Rare and early edition of an anonymous French herbal based on the Antidotarium of Matthaeus Platearius, and likely a shared printing by Lotrian, Janot, Petit and Le Noir. There are probably three earlier editions: two towards the end of the incunable period and another by Nyverd c. 1520. There is some variation in the illustrations but the texts are substantially the same and none is readily obtainable. The twenty-two preliminary leaves comprise a very detailed table of contents, an explanation of obscure terms, and a page index. The text, following a short prologue, is arranged in alphabetical order of plants (usually illustrated) followed by their description and an account of their medical uses.

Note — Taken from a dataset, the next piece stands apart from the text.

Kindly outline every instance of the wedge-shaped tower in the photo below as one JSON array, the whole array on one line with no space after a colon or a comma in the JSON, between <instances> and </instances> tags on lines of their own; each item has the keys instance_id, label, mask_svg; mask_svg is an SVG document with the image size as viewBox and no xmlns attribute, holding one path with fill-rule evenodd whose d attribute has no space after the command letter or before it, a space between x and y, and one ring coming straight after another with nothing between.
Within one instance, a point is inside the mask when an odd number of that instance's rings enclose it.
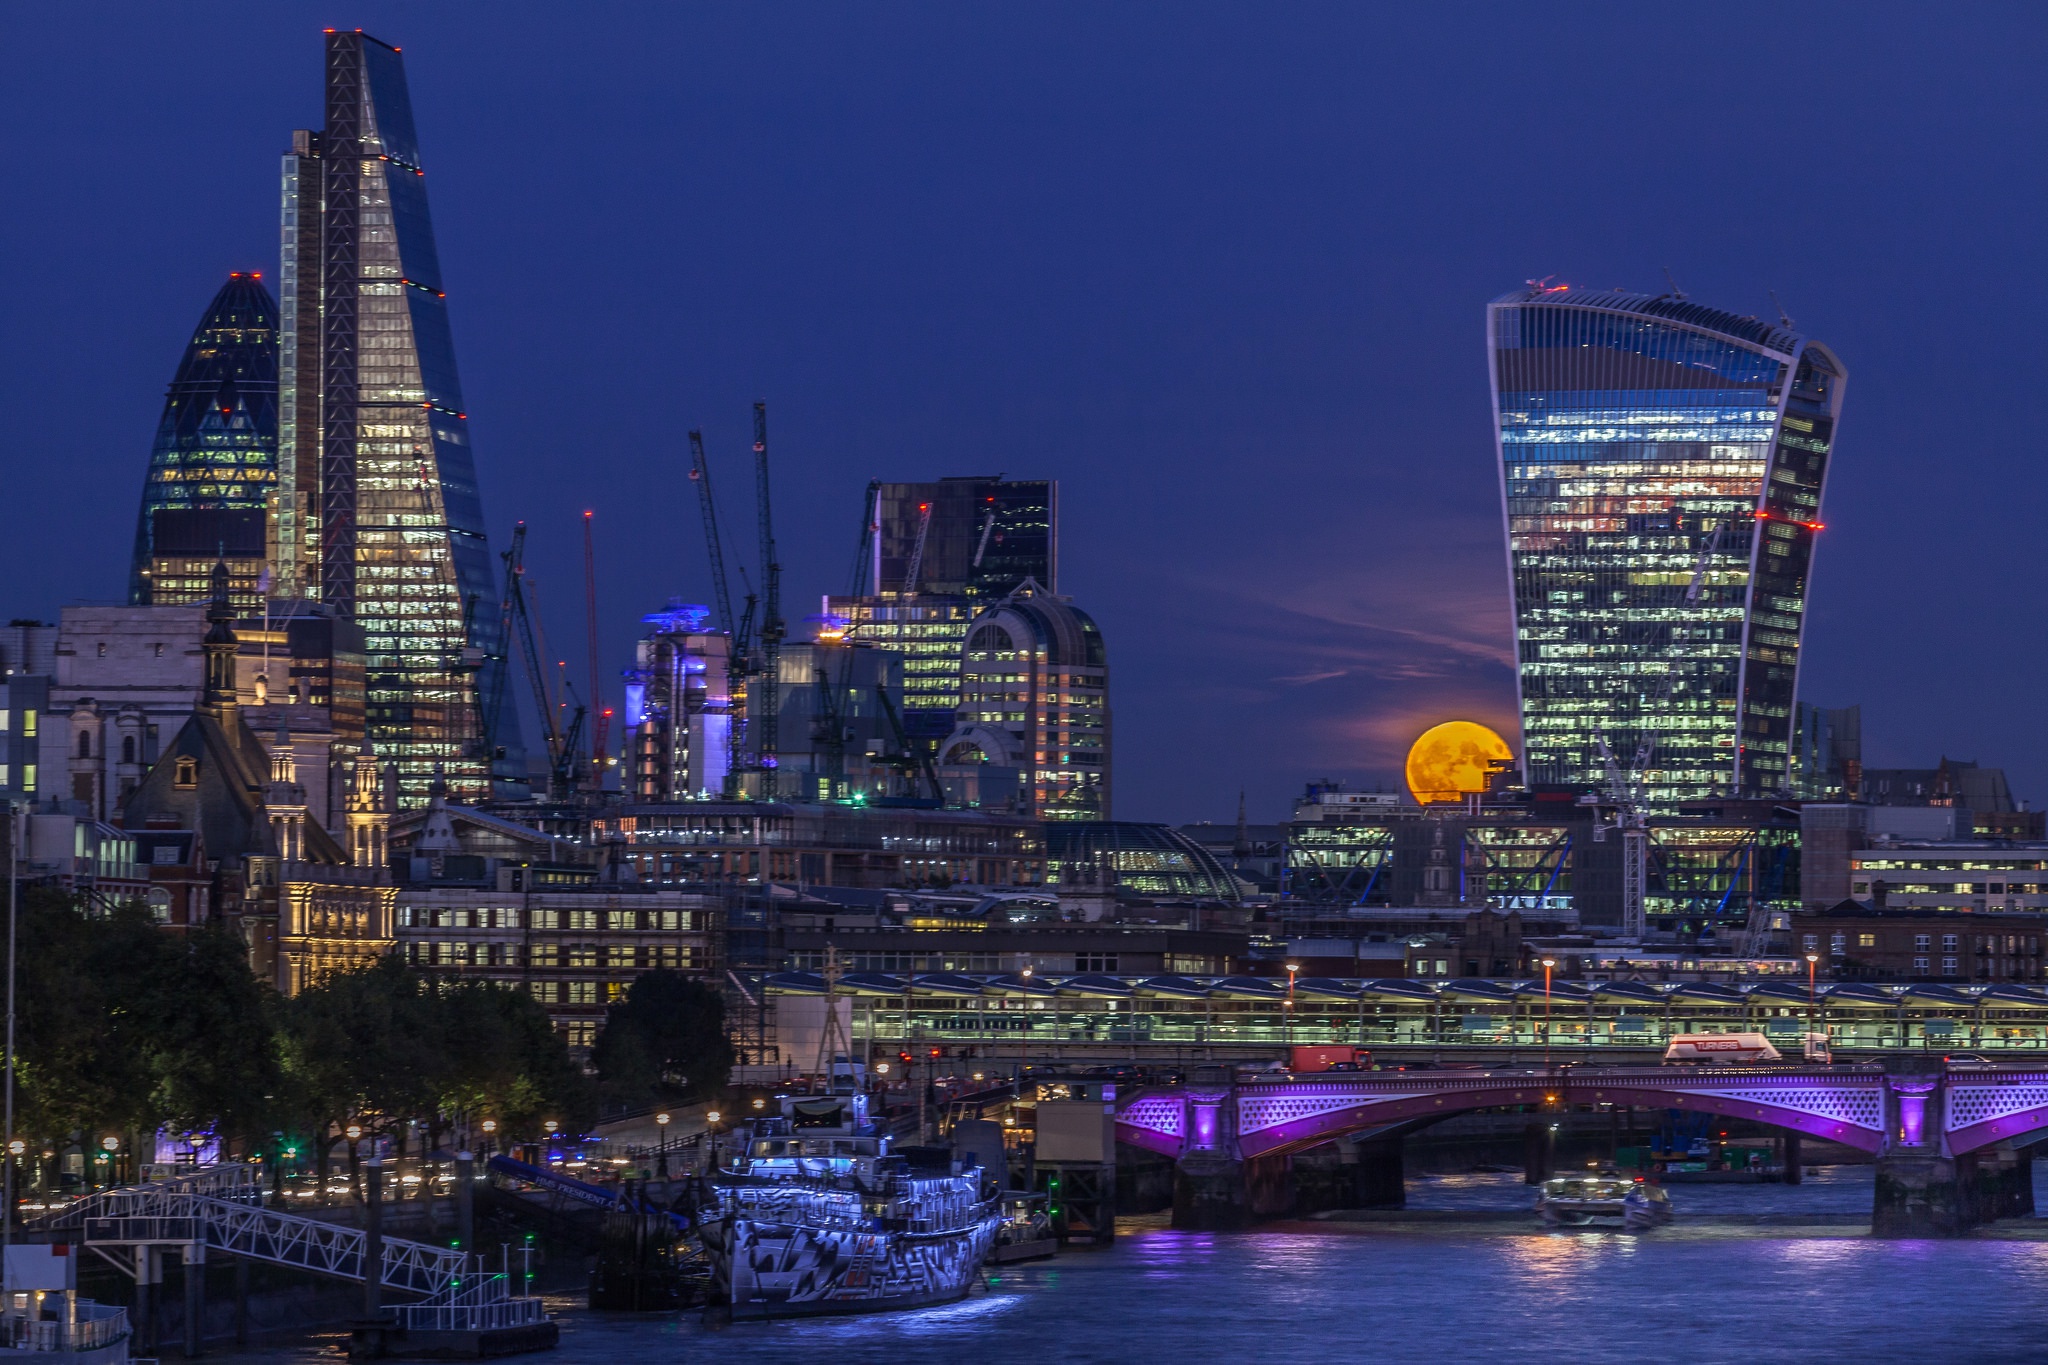
<instances>
[{"instance_id":1,"label":"wedge-shaped tower","mask_svg":"<svg viewBox=\"0 0 2048 1365\"><path fill-rule=\"evenodd\" d=\"M424 804L516 770L516 713L484 733L504 667L468 409L398 49L327 34L327 126L284 159L279 273L280 590L363 628L368 738Z\"/></svg>"}]
</instances>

The work is essentially a pharmacopoeia, inspired by Avicenna, Rhazes, Constantine, and Hippocrates. It is designed for remedial purposes by country doctors, practical apothecaries and laymen. It also draws on the writings of Jewish and Arab physicians and scholars of the Middle Ages. The cuts, accurate and attractive, are for the most part reduced versions of those appearing in the first edition. Here they are printed in good, clear impression throughout, in a hand similar to Gart of Grunninger. They were clearly addressed to a popular readership.

Although similar in scope to the better known German herbals, the Grand Herbier or Arbolayre is textually different, in essence a French imitation of the ‘Secrets of Salerno’. It is the only herbal to have originated in France and unsurprisingly almost all early editions are now known in only a handful of copies. Very few scientific ‘Gothiques’ are obtainable.

BM STC Fr. C16 has later edition only. Brunet I 378, see Fairfax Murray I 226. Not in Mortimer, Harvard or Durling. Becher p.41 et seq., Wellcome I other edns. Hunt p.47. “The work is of special interest to British botanists since it was translated into English and published in 1526, as the ‘Grete Herbal.’ Arber p.24.